Le aziende ci hanno aiutato solo in parte: quelle più illuminate hanno compreso come il tempo fosse una risorsa preziosa, da gestire con la stessa attenzione data al salario. Poi la componente del tempo ha cominciato ad essere apprezzata anche dagli uomini, in un contesto in cui i modelli familiari stanno cambiando e quello del “male breadwinner” (uomo procacciatore del pane) e del “female caregiver” (donna dedita alla cura) non può più essere il paradigma principale. Ora la sfida deve diventare un’altra: siamo in grado come sindacato di contribuire, con la contrattazione, alla costruzione di percorsi di carriera per le donne “dentro” le fabbriche? Siamo in grado di costruire percorsi virtuosi di “attivazione” delle potenzialità femminili? Non è detto che si debba scegliere tra carriera e famiglia, o perlomeno non in maniera perentoria. Il lavoro agile lo dimostra: quando si riesce a lavorare per obiettivi, laddove lo si capisce per lo meno e le aziende che lo hanno capito sono molto poche, si può “conciliare”.
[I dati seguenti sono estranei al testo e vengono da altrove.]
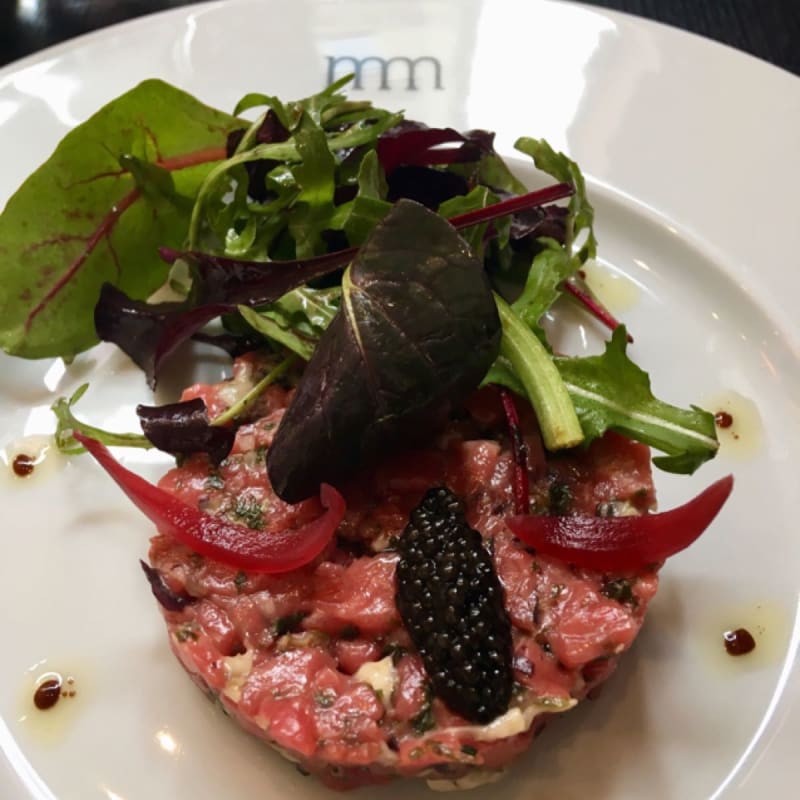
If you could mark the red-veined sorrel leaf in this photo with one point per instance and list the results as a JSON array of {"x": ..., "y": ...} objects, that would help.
[{"x": 82, "y": 220}]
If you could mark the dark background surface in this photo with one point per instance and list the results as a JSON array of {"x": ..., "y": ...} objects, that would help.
[{"x": 769, "y": 29}]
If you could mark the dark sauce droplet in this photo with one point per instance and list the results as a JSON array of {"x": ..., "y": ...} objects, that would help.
[
  {"x": 723, "y": 419},
  {"x": 23, "y": 465},
  {"x": 739, "y": 642},
  {"x": 47, "y": 694}
]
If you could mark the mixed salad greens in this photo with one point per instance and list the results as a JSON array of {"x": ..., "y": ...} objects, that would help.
[{"x": 405, "y": 264}]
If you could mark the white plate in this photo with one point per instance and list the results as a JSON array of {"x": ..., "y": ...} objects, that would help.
[{"x": 691, "y": 149}]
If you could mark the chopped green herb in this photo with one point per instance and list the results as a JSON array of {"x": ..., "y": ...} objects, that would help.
[
  {"x": 560, "y": 497},
  {"x": 186, "y": 632},
  {"x": 424, "y": 720},
  {"x": 324, "y": 699},
  {"x": 250, "y": 512},
  {"x": 349, "y": 632},
  {"x": 214, "y": 481},
  {"x": 289, "y": 623},
  {"x": 620, "y": 590}
]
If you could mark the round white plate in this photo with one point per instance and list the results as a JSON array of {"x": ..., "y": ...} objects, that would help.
[{"x": 691, "y": 151}]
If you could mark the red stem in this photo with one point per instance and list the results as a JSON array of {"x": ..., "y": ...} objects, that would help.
[
  {"x": 549, "y": 194},
  {"x": 519, "y": 452},
  {"x": 595, "y": 308}
]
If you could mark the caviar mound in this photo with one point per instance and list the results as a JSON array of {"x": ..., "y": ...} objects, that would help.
[
  {"x": 318, "y": 663},
  {"x": 452, "y": 603}
]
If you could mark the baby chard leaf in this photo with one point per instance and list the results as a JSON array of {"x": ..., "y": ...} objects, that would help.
[{"x": 417, "y": 330}]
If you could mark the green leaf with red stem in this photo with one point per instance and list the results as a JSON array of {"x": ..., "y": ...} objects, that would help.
[{"x": 85, "y": 217}]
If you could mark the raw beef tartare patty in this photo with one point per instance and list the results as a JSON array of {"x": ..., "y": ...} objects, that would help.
[{"x": 318, "y": 663}]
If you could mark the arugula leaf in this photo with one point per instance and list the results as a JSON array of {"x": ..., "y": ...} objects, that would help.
[
  {"x": 564, "y": 169},
  {"x": 532, "y": 364},
  {"x": 298, "y": 319},
  {"x": 417, "y": 330},
  {"x": 542, "y": 288},
  {"x": 610, "y": 392},
  {"x": 96, "y": 210},
  {"x": 315, "y": 174}
]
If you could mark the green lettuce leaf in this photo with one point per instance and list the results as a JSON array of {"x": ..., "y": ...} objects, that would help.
[
  {"x": 550, "y": 268},
  {"x": 297, "y": 320},
  {"x": 564, "y": 169},
  {"x": 116, "y": 188},
  {"x": 611, "y": 393}
]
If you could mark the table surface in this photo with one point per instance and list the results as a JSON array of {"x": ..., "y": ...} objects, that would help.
[{"x": 768, "y": 29}]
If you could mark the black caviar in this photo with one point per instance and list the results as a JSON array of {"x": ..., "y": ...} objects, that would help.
[{"x": 451, "y": 602}]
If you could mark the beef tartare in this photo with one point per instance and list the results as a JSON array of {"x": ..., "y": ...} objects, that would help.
[{"x": 318, "y": 662}]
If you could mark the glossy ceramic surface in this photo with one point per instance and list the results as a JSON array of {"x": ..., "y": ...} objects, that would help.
[{"x": 691, "y": 153}]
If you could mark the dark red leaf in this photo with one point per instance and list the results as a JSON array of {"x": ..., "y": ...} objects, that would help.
[{"x": 183, "y": 428}]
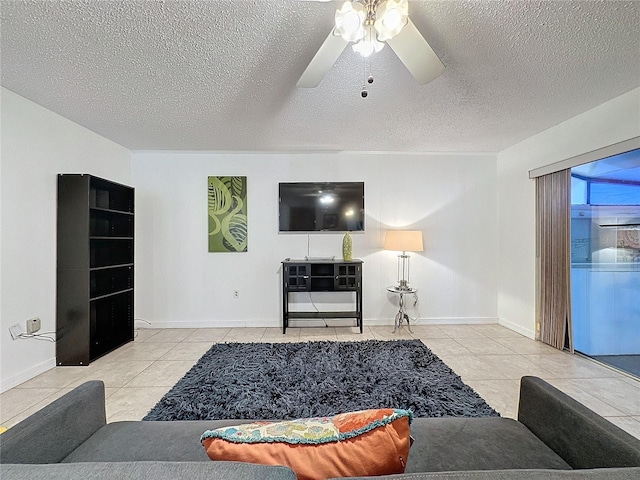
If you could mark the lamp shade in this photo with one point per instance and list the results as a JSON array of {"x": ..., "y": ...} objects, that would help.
[{"x": 403, "y": 240}]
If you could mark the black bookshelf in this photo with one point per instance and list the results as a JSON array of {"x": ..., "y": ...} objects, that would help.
[
  {"x": 95, "y": 242},
  {"x": 321, "y": 276}
]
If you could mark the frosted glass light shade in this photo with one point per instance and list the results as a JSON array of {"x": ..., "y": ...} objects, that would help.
[
  {"x": 404, "y": 240},
  {"x": 391, "y": 17}
]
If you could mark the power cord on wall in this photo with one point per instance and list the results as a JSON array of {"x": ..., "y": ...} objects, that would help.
[
  {"x": 326, "y": 325},
  {"x": 38, "y": 336},
  {"x": 415, "y": 307}
]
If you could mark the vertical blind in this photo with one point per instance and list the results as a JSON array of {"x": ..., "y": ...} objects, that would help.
[{"x": 553, "y": 212}]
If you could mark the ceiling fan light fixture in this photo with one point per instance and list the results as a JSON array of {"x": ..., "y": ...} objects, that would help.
[
  {"x": 350, "y": 20},
  {"x": 391, "y": 17},
  {"x": 368, "y": 44}
]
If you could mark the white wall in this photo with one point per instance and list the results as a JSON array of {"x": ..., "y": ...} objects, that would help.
[
  {"x": 609, "y": 123},
  {"x": 36, "y": 145},
  {"x": 452, "y": 198}
]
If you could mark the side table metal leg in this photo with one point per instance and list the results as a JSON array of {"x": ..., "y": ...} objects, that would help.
[
  {"x": 406, "y": 317},
  {"x": 397, "y": 321}
]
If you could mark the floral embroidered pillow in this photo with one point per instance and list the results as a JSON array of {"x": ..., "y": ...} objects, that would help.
[{"x": 354, "y": 444}]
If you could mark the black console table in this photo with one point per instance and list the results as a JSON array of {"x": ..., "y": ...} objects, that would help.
[{"x": 321, "y": 276}]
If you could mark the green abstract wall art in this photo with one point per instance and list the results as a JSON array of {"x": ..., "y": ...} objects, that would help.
[{"x": 227, "y": 206}]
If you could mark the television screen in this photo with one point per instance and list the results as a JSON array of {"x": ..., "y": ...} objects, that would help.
[{"x": 322, "y": 206}]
Ma conciliare non basta – conclude Scippa -, perché come dicevamo all’inizio non si parte tutti dallo stesso punto per arrivare al traguardo e non ci si arriva attraverso percorsi lineari. Quello che ci serve è lavorare tutti insieme per rimuovere i maggiori ostacoli”.
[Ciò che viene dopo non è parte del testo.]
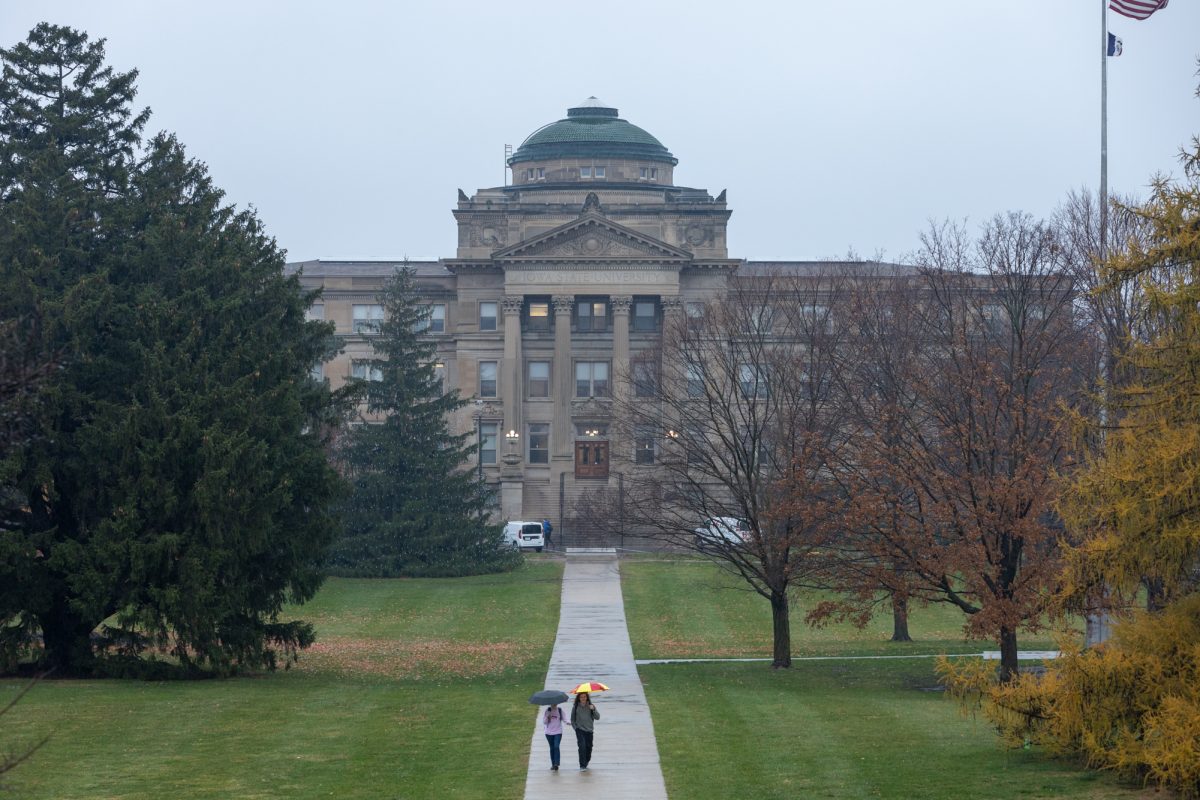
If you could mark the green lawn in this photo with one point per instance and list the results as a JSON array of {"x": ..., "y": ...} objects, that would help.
[
  {"x": 841, "y": 728},
  {"x": 415, "y": 689}
]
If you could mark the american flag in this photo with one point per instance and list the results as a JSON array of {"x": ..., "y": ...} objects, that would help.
[{"x": 1137, "y": 8}]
“Il contributo di riflessione e analisi delle operatrici sindacali, le testimonianze delle delegate confermano ancora una volta quanto la contrattazione, soprattutto quella di prossimità, di secondo livello e territoriale, sia fondamentale per favorire e implementare politiche di genere che favoriscano la partecipazione delle donne al mercato del lavoro – ha detto nelle conclusioni Candida Sonzogni, della segreteria provinciale Cisl. Fondamentali sono le misure e gli interventi – legislativi e contrattuali – per la conciliazione vita – lavoro, famiglia – lavoro, per la genitorialità e la valorizzazione della “cura” di donne e uomini. Ma la contrattazione può e deve andare oltre, favorendo la piena valorizzazione dell’intelligenza e delle competenze delle donne: la contrattazione è uno strumento irrinunciabile per la costruzione di realtà lavorative inclusive, per generare effettiva parità e cambiare la vita delle persone. Impegnarsi per potenziare le misure a sostegno dell’occupazione femminile, nelle sue varie declinazioni, è un impegno imprescindibile che la Cisl si è data a tutti i suoi livelli, a partire dal proprio mandato congressuale”.